Dreieinhalb Monate ist es her, dass die Polizei in Heßheim, Lambsheim und Gerolsheim in der Vorderpfalz die Bevölkerung mit Lautsprecher-Durchsagen warnt. Die Einwohner sollen Fenster und Türen geschlossen halten. In der Luft liegt der intensive Geruch von faulen Eiern. Die Einwohner sind besorgt. Eltern der Heßheimer Grundschule diskutieren in einer Whatsapp-Gruppe darüber, ob sie ihre Kinder zur Schule schicken sollen.

Was war passiert? Auf der Deponie in Heßheim sind Giftstoffe freigesetzt worden. Daher kommt der Gestank. Bis zu 1.500 Tonnen Sondermüll dürfen hier zwischenlagern - zum Teil hochgiftige Stoffe. Zwei Mitarbeiter, 43 und 29 Jahre alt, hatten ein Fass geöffnet und brachen daraufhin zusammen. Der Ältere stirbt an Ort und Stelle, der Jüngere erliegt seinen Verletzungen sechs Tage später im Krankenhaus.
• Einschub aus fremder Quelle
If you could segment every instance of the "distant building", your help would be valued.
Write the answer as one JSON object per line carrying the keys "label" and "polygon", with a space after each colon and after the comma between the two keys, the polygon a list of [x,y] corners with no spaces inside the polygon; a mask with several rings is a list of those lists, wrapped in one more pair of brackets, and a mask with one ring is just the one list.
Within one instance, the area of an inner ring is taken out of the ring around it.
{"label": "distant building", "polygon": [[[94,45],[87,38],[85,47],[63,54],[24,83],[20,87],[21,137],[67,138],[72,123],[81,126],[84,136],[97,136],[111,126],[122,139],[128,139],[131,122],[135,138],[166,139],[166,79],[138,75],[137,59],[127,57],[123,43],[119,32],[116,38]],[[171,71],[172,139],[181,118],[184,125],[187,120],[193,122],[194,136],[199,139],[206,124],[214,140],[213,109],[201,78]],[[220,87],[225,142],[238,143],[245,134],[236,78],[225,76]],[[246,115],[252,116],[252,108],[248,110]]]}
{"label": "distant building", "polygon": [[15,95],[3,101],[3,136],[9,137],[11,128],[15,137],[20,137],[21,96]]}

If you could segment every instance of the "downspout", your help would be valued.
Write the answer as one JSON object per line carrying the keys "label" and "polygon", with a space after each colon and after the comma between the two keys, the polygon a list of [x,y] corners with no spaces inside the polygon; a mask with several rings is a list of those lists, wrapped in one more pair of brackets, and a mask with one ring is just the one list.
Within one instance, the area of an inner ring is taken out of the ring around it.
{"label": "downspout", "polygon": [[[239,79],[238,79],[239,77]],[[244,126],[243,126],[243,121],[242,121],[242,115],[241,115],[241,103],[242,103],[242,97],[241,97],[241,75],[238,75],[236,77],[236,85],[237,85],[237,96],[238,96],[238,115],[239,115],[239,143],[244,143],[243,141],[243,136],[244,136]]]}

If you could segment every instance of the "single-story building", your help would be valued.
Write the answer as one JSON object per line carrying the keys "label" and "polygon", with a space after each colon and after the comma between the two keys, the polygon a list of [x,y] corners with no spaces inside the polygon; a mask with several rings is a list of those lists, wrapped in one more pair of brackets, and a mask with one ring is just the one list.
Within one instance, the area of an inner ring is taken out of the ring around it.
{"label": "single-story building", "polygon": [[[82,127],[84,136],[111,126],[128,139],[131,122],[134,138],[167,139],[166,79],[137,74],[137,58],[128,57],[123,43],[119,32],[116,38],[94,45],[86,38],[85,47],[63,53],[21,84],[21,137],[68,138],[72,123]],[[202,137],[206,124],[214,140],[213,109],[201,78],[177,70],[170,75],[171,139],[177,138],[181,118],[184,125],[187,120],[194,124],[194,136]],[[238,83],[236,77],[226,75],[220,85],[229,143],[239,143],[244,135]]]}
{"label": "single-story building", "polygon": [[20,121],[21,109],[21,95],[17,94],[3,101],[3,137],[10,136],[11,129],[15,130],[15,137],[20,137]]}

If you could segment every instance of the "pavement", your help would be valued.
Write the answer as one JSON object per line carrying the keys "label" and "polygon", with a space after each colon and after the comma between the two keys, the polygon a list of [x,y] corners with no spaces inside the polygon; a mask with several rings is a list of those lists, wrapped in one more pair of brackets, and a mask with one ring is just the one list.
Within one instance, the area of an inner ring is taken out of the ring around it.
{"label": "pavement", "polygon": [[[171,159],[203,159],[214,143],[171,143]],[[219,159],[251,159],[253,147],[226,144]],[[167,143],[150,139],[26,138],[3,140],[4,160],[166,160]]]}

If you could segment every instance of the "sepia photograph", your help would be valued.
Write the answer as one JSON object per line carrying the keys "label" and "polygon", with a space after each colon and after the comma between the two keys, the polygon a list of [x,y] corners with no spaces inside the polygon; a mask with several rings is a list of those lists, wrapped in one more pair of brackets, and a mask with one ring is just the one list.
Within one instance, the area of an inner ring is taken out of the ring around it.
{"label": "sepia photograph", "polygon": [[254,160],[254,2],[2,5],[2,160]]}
Rettungsfahrzeuge an der Deponie in Heßheim nach dem tödlichen Unfall (Foto: SWR)
Rettungsfahrzeuge an der Deponie in Heßheim nach dem tödlichen Unfall

Kein Warnhinweis von Katwarn

Gegen 14 Uhr meldet die Feuerwehr des Rhein-Pfalz-Kreises, das Giftfass sei gesichert. Es bestehe keine Gefahr mehr. Was viele irritiert: Eine Warnung über die Katwarn-App gibt es zunächst nicht. Katwarn soll die Bürger auf Gefahrensituationen in der Umgebung hinweisen.

Die Verbandsgemeinde Lambsheim-Heßheim begründet dies später damit, dass die "Voraussetzungen für das Auslösen einer Gefährdungsmitteilung über Katwarn" nicht vorgelegen hätten. Es habe sich um ein "lokales, auf das Betriebsgelände der Firma Süd-Müll begrenztes Ereignis" gehandelt. Messungen würden zeigen, dass für die Bevölkerung keine unmittelbare Gefahr besteht.

Ein später durchgeführter Schnelltest ergibt, dass der Unfall wohl von Blausäure und Schwefelwasserstoff verursacht wurde, so die Staatsanwaltschaft Frankenthal.

Bürgerinitiative: Schlimmer als wir befürchtet hätten

Doch kann man das so genau sagen? Schließlich ist auch nach mehr als drei Monaten noch immer nicht klar, welcher Stoff sich in dem Fass befunden hat. Die Bürgerinitiative "Schutzgemeinschaft gegen Mülldeponie" hat wegen des Verdachts von Umweltstraftaten Strafanzeige gegen Unbekannt gestellt.

"Ich finde, dass es eine ganz große Sauerei ist, dass es so lange dauert, bis bekannt ist, an was die Männer gestorben sind", sagt Brunhilde Wagner von der Initiative. Michael Hieronimus hat Angst vor weiteren Unfällen: "Wir nehmen nur mal an, ein Stapler stößt irgendwelche Paletten um, es treten Stoffe aus, kommen mit anderen Stoffen in Berührung und lösen eine Kettenreaktion aus." Dass Menschen ums Leben kommen, damit hätten die Mitglieder der Initiative niemals gerechnet."Unsere Befürchtungen der letzten Jahre sind schlimmer eingetroffen, als wir das eigentlich vermutet haben", sagt Ulrike Bonifer.

Die Initiative fordert die Schließung der Deponie. Und sie zu meiden, ist nicht einfach. Nach dem Umzug des Wertstoffhofs von Beindersheim nach Heßheim im November müssen die Einwohner Grünschnitt oder Elektroschrott nun auf demselben Gelände entsorgen.